If Thomas is clearly and more subtly hateful, he is also a more one-dimensional character, because Borgli relatively cares. He only uses it as a reagent to make the character move and act Signe (her interpreter, Kristine Kujath Thorp is excellent): a character who makes us laugh, outrages us, horrifies us, but who in some perverse way is even capable of arousing some perverse form of pity.

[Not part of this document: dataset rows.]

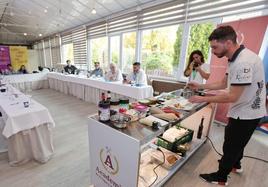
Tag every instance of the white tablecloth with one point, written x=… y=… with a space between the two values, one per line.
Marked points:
x=27 y=82
x=18 y=118
x=26 y=130
x=89 y=89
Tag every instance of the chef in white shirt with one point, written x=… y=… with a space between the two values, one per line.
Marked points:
x=137 y=76
x=114 y=74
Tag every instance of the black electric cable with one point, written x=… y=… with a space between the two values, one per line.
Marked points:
x=260 y=159
x=164 y=158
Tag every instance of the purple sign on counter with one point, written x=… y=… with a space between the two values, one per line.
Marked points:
x=4 y=57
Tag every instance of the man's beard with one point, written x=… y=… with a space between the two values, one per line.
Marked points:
x=222 y=54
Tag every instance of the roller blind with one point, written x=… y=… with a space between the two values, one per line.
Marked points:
x=79 y=40
x=175 y=12
x=55 y=50
x=47 y=53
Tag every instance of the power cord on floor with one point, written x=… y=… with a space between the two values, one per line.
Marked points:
x=260 y=159
x=158 y=166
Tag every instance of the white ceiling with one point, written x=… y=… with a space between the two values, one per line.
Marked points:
x=48 y=17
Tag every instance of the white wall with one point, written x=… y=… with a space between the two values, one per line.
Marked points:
x=33 y=60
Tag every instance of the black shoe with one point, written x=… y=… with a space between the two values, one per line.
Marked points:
x=214 y=178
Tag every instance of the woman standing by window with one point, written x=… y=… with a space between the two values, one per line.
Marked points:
x=197 y=70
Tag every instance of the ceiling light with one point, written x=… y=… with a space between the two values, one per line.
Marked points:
x=93 y=11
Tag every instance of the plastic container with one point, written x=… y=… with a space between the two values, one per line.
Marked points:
x=174 y=146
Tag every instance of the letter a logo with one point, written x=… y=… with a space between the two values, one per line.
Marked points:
x=108 y=162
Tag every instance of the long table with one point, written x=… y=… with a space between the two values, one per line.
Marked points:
x=90 y=89
x=27 y=82
x=25 y=130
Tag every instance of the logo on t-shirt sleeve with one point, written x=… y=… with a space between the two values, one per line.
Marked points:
x=257 y=101
x=243 y=75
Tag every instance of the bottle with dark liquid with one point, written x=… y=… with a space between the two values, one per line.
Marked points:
x=200 y=129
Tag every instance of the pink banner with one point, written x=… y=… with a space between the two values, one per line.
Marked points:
x=4 y=57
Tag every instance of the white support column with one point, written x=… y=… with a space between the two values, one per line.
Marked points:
x=50 y=53
x=109 y=50
x=121 y=53
x=138 y=46
x=43 y=44
x=184 y=46
x=88 y=55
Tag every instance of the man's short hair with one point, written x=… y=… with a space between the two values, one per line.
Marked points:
x=136 y=64
x=223 y=33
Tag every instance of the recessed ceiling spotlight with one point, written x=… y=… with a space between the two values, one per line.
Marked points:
x=93 y=11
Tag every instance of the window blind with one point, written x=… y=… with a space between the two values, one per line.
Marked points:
x=55 y=50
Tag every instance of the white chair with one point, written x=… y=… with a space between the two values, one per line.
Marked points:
x=3 y=140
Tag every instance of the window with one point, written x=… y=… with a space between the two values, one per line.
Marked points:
x=115 y=49
x=129 y=47
x=99 y=51
x=161 y=50
x=198 y=39
x=67 y=52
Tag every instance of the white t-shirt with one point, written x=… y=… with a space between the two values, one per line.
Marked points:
x=138 y=78
x=247 y=70
x=114 y=77
x=195 y=75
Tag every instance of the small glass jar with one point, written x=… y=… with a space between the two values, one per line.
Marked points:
x=104 y=111
x=114 y=105
x=123 y=104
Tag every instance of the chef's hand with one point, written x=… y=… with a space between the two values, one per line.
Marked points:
x=198 y=68
x=197 y=99
x=193 y=85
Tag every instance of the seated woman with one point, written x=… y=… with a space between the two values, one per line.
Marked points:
x=97 y=72
x=197 y=70
x=22 y=70
x=114 y=74
x=9 y=70
x=137 y=76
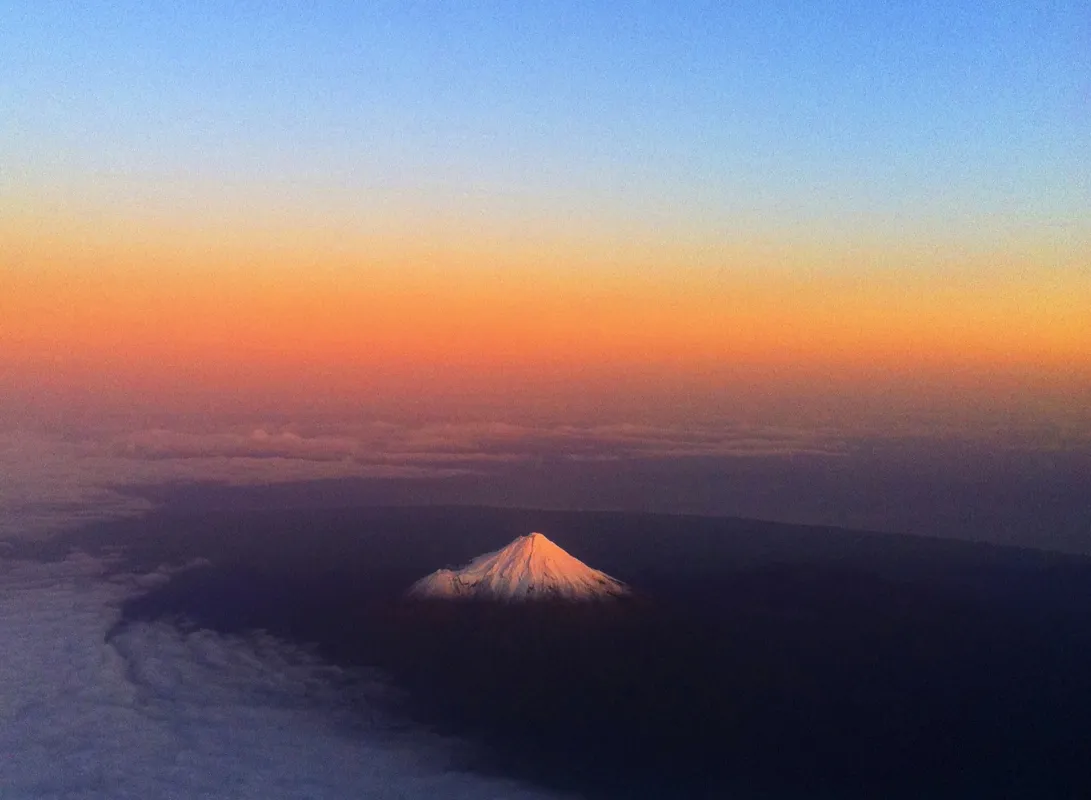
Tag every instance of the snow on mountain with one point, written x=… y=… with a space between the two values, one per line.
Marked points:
x=530 y=568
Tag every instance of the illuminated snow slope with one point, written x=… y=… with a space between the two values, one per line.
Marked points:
x=530 y=568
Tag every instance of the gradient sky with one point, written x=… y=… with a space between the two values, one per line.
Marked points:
x=597 y=210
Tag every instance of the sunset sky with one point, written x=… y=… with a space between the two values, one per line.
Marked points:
x=274 y=225
x=752 y=199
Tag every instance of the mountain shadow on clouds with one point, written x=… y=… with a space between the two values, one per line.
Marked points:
x=753 y=659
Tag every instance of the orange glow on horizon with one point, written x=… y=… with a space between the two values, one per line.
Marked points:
x=86 y=308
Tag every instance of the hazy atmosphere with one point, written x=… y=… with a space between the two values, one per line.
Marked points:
x=300 y=302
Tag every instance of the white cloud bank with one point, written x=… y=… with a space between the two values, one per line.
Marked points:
x=48 y=480
x=154 y=713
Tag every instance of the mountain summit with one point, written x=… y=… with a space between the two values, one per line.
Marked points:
x=531 y=568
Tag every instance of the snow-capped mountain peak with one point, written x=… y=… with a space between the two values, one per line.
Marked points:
x=529 y=568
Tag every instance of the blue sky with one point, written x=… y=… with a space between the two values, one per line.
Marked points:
x=834 y=111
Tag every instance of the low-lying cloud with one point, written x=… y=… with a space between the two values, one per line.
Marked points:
x=151 y=712
x=51 y=480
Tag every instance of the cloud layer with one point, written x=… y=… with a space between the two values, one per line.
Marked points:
x=54 y=480
x=153 y=713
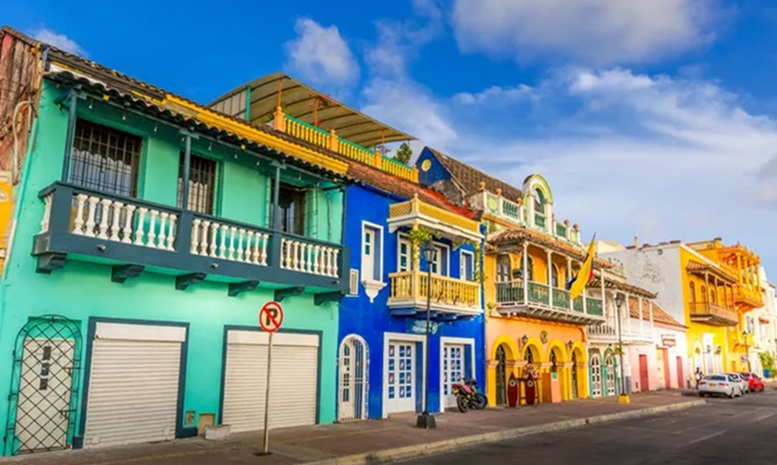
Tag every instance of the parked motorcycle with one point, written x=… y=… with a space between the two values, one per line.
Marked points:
x=468 y=397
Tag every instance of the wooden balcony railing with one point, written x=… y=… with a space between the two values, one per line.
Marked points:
x=410 y=287
x=331 y=141
x=712 y=314
x=85 y=222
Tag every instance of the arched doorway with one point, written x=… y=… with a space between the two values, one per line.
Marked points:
x=352 y=392
x=596 y=375
x=609 y=363
x=44 y=386
x=501 y=375
x=575 y=393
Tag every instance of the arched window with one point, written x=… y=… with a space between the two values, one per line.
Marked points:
x=539 y=202
x=503 y=266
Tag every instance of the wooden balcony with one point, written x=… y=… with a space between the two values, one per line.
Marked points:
x=712 y=314
x=548 y=304
x=446 y=224
x=450 y=296
x=331 y=141
x=132 y=234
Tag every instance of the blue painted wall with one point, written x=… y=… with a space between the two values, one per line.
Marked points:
x=372 y=319
x=436 y=171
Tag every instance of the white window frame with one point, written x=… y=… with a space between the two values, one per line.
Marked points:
x=462 y=271
x=372 y=286
x=437 y=261
x=404 y=238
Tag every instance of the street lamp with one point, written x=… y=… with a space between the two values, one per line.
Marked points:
x=623 y=398
x=426 y=420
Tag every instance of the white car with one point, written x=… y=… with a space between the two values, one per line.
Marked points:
x=744 y=385
x=718 y=385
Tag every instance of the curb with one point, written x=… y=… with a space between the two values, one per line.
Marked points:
x=448 y=445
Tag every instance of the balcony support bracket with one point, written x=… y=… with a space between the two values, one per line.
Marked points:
x=184 y=281
x=49 y=262
x=120 y=273
x=236 y=288
x=325 y=297
x=281 y=294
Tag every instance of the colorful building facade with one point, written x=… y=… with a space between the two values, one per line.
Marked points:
x=531 y=323
x=151 y=231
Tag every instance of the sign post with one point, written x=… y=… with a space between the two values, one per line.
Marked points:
x=270 y=319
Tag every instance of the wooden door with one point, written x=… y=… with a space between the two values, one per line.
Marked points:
x=680 y=375
x=644 y=384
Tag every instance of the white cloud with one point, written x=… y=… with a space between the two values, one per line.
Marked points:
x=625 y=153
x=594 y=32
x=321 y=56
x=60 y=41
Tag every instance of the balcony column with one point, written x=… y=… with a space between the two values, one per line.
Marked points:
x=550 y=278
x=70 y=136
x=569 y=278
x=525 y=273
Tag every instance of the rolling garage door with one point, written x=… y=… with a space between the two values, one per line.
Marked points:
x=294 y=384
x=133 y=385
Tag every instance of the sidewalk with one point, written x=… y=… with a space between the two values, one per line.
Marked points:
x=372 y=441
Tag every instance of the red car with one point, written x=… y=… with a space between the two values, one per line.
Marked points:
x=756 y=384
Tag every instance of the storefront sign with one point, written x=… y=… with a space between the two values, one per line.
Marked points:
x=419 y=326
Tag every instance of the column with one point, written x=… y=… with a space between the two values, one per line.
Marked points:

It’s not just pure narcissism, the megalomania of wanting to be the most admired person in the room, the one everyone listens to and everyone watches. Nor about taking photos, proud of her face and her disfigured body, to post online to receive the “oh poor” on the one hand and the “you’re still beautiful” on the other, which always come in times of widespread inclusiveness (And inclusiveness is another, secondary, target of Sick of Myself).
It’s about that self-destructive process that somehow affects us. Of that thirst for recognition that leads Signe to ask annoyed and astonished “but aren’t you admired?” to her friend to whom she exposed her torments and her consequent successes, and who evidently can’t stand all that egomania anymore.
Then of course, Borgli is also resolved and lucid enough to put Signe in the corner, at the end of the film, when in the final confrontation/confession with a friend, the latter reproaches her without hesitation for how perverse her continuing to present herself as a victim is, and the self-indulgence she has towards herself. These too are evils of our times: the victim paradigm, exasperated justificationism, the psychological dissolution of personal responsibility.
But all this doesn’t prevent a very final whereif the moral condemnation is clear, so is human compassion: which somehow must never be missing.